Basketball

Alba will zum Partyschreck werden

Am Tag des größten Festes in Valencia tritt das Basketballteam in der spanischen Hafenstadt an

Alba Berlin muss sich auf einiges gefasst machen: Es werden meterhohe Figuren aus Pappmaschee verbrannt, Feuerwerk wird gezündet, zu dessen Höhepunkt ohrenbetäubend Böller explodieren. Keine Angst, wenn das Berliner Basketballteam heute im Eurocup-Viertelfinale bei Valencia Basket (18 Uhr, TV Berlin und Eurosport 2) antritt, wird in der Halle zwar mächtig Stimmung sein, doch besagte „Feuerspiele“ wird es im „Pavello Font de San Lluis“ nicht geben.

Gefeiert wird in Valencia unter freiem Himmel: „Las Fallas“, so heißt das lokale Fest, das die Hafenstadt in tagelangen Ausnahmezustand versetzt, mit dem abschließenden Höhepunkt heute Abend. Damit beim zweitgrößten Fest in ganz Spanien alle richtig mitfeiern können, findet das Basketballspiel zu ungewöhnlich früher Zeit statt. Aber vielleicht werden die Berliner ja zum Partyschreck. „Valencia und Kasan sind für mich die Titelfavoriten“, sagt Albas Trainer Sasa Obradovic, „aber wir wollen uns so teuer wie möglich verkaufen.“ Bisher hat Alba eine sehr starke Vorstellung in Europa gegeben: Von 18 Spielen wurden 15 gewonnen, im Achtelfinale hat Alba den italienischen Pokalsieger Sassari aus Sardinien ausgeschaltet.

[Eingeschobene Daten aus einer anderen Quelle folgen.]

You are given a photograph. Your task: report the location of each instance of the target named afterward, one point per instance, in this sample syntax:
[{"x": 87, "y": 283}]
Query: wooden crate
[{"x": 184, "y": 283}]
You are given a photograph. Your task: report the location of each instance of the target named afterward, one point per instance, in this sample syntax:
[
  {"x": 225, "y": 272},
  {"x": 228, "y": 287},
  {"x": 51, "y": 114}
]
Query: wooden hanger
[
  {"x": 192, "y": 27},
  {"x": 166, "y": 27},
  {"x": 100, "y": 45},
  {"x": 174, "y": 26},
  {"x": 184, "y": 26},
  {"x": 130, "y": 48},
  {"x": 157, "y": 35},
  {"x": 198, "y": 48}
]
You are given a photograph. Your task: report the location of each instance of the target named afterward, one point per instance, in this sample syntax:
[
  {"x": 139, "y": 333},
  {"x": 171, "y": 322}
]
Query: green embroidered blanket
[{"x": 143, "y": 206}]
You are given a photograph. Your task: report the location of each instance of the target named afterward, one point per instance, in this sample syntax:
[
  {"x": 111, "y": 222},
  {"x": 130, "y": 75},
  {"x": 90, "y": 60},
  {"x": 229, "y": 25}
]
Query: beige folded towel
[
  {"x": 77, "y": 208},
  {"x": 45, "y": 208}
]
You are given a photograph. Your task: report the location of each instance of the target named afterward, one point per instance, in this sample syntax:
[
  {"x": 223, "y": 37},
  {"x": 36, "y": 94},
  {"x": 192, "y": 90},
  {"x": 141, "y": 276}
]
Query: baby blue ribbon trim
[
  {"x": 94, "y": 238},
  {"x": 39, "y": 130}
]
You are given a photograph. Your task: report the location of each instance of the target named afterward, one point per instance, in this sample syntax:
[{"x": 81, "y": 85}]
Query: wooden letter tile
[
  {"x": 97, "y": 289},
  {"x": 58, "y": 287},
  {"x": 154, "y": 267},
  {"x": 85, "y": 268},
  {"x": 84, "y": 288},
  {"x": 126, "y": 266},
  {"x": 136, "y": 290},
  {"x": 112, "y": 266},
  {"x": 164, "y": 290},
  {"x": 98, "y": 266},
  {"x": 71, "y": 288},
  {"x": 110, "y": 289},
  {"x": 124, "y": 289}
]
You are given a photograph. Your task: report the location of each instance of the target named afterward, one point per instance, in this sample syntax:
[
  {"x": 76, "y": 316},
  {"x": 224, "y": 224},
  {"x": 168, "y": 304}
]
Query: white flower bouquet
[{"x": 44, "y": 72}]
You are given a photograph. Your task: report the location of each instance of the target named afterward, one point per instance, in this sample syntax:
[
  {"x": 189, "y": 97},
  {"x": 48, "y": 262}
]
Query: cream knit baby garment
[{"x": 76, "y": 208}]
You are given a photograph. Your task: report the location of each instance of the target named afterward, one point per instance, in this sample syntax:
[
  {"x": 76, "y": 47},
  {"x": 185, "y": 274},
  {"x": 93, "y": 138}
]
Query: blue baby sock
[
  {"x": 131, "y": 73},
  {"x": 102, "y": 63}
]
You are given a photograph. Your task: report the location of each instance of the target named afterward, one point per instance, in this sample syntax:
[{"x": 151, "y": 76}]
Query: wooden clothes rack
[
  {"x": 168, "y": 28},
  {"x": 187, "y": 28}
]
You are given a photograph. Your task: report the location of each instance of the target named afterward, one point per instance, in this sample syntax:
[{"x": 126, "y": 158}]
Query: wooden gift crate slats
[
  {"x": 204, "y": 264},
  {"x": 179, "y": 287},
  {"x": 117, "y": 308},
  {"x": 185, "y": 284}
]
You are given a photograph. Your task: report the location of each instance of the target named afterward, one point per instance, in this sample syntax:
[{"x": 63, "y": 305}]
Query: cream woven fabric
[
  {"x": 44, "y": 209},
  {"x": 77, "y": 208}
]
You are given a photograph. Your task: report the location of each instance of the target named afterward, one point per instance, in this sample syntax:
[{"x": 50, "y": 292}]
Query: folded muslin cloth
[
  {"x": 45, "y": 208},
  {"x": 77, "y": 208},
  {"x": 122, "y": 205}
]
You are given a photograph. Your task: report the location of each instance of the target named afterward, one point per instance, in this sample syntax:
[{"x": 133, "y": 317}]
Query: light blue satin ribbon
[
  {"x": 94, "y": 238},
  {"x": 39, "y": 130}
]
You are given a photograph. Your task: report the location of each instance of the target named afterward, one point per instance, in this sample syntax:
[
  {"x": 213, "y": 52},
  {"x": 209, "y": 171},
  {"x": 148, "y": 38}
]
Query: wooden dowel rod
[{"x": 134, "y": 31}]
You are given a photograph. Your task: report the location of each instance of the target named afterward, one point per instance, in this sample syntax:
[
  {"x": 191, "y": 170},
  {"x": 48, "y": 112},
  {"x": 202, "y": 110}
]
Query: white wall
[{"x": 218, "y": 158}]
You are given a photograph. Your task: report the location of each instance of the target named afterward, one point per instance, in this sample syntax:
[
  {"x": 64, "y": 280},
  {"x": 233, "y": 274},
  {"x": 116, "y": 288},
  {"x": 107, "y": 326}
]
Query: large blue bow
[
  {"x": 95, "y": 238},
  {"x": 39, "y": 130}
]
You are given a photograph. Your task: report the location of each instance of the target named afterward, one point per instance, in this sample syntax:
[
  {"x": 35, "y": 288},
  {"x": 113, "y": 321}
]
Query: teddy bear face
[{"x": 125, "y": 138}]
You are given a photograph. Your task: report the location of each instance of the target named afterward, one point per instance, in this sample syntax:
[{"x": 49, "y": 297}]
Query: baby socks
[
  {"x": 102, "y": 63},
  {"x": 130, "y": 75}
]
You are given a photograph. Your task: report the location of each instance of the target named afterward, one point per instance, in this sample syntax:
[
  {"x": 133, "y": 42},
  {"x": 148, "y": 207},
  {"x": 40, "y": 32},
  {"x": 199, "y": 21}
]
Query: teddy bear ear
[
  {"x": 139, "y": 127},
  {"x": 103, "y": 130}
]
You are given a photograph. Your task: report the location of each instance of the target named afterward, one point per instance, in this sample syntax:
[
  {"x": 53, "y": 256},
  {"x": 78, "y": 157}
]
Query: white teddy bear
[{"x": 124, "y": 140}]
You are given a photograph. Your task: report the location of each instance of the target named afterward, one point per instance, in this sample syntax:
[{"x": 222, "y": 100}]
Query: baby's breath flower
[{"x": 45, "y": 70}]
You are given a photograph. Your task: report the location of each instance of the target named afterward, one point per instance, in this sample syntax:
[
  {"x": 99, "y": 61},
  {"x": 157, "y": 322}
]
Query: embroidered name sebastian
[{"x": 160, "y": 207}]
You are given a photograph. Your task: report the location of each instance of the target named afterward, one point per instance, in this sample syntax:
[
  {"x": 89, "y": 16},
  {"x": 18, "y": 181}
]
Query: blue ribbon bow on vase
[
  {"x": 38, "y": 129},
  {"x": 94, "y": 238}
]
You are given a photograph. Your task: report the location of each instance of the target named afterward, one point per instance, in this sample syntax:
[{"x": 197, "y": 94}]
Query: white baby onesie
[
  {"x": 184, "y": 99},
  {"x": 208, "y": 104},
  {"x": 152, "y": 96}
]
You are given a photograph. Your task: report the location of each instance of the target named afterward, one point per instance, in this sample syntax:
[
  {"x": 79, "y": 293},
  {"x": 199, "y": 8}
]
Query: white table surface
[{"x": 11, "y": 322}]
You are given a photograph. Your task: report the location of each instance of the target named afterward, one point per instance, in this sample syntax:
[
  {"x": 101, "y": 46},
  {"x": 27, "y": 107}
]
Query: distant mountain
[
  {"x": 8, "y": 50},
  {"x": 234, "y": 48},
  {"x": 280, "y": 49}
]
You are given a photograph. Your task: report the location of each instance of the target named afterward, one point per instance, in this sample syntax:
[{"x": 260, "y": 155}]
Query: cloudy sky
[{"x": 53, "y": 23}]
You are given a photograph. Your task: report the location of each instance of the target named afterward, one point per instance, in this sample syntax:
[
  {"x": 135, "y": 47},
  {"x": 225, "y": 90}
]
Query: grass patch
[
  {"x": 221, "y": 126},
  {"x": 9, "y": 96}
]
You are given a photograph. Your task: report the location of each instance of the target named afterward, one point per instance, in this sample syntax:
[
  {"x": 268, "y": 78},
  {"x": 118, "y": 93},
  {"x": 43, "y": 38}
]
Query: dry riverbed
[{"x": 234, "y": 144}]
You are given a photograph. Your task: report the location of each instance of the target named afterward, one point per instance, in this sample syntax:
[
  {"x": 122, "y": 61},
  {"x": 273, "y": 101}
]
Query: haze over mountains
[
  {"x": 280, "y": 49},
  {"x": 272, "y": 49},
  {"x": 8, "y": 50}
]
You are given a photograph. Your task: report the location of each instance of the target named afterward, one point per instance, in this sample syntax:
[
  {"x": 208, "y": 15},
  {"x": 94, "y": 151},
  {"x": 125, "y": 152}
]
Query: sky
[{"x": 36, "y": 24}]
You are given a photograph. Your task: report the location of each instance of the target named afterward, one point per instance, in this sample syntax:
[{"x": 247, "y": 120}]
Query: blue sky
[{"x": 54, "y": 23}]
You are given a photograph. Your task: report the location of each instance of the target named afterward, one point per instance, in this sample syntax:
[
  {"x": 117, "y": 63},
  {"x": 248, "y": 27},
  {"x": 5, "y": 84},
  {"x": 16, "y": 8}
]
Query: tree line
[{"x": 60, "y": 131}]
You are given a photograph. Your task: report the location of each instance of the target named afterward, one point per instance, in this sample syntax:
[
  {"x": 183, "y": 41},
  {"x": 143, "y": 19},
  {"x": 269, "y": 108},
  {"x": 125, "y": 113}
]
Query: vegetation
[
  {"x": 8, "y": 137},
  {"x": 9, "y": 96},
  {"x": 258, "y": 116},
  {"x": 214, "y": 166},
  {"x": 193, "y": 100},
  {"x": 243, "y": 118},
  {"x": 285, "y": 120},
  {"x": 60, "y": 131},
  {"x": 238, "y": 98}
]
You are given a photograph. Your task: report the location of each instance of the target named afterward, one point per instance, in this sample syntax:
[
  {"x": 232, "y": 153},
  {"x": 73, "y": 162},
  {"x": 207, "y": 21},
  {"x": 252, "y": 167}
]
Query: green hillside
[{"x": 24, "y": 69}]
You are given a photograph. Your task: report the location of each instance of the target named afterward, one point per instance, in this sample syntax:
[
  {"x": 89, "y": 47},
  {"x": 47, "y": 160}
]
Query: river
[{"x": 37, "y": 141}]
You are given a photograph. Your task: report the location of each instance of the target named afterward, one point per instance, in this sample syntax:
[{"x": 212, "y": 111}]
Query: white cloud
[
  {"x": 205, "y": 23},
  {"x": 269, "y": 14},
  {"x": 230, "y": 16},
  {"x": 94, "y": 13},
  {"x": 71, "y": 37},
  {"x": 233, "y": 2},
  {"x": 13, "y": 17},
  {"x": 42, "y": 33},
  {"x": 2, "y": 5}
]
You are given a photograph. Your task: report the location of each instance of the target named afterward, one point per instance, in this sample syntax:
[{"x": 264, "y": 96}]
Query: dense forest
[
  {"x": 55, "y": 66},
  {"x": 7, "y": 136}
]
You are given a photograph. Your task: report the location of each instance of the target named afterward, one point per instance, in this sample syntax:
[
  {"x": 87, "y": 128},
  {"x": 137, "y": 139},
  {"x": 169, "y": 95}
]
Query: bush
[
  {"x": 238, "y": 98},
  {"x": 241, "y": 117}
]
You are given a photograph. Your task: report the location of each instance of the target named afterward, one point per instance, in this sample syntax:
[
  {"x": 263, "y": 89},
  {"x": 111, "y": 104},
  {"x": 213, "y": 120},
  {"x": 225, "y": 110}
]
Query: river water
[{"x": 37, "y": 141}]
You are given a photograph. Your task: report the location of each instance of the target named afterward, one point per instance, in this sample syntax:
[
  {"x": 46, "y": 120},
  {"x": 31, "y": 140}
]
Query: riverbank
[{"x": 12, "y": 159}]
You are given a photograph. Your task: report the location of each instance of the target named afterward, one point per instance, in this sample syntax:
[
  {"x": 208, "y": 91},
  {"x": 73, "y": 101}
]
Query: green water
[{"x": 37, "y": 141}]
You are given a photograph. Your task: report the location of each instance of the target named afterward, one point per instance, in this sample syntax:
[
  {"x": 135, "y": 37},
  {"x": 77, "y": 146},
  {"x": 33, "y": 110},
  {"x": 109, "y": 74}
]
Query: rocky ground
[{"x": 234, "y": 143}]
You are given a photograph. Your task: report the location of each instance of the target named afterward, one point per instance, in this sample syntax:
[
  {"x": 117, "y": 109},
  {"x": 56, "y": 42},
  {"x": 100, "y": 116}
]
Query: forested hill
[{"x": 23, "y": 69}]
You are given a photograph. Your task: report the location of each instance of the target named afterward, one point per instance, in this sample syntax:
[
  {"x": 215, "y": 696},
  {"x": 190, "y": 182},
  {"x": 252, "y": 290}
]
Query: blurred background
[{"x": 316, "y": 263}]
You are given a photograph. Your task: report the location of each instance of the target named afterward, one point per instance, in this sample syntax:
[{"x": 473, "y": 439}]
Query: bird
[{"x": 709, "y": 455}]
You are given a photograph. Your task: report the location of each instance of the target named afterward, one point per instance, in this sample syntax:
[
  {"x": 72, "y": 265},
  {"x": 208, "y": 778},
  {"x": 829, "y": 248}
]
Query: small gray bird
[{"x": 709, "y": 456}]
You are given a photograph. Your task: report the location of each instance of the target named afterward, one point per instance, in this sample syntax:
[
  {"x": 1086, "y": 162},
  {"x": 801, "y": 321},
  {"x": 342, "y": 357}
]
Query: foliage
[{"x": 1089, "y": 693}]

Im Eurocup 15 Siege in 18 Spielen

Das hat Selbstbewusstsein gegeben, das noch weiter gestärkt wurde durch die glanzvolle Vorstellung beim 70:58 gegen Meister Bamberg am vergangenen Sonntag. „Das gibt uns ein gutes Gefühl“, sagt Alba-Profi Alex King. Er weiß, wie’s geht: In der vergangenen Saison traf er im Eurocup mit seinem ehemaligen Klub Würzburg auf Valencia. Auswärts gab es zwar richtig Prügel (64:97), daheim siegte Kings Team allerdings mit 89:82. Er erinnert sich an die Partie in Spanien: „Da war eine unfassbare Stimmung.“

Obradovic fordert: „Wir müssen sehr geduldig und klug spielen.“ Es gilt, sich eine gute Ausgangsposition fürs Rückspiel am kommenden Dienstag in Berlin (20 Uhr, O2 World) zu verschaffen. Der Alba-Trainer gerät ins Schwärmen, wenn er über das spanische Team spricht. In einem ähnelt es Alba besonders: „Sie spielen sehr aggressiv in der Defensive.“ Valencias weitere Stärke: Bei Würfen aus der Distanz ist es noch besser als die Dreier-Spezialisten aus Sassari.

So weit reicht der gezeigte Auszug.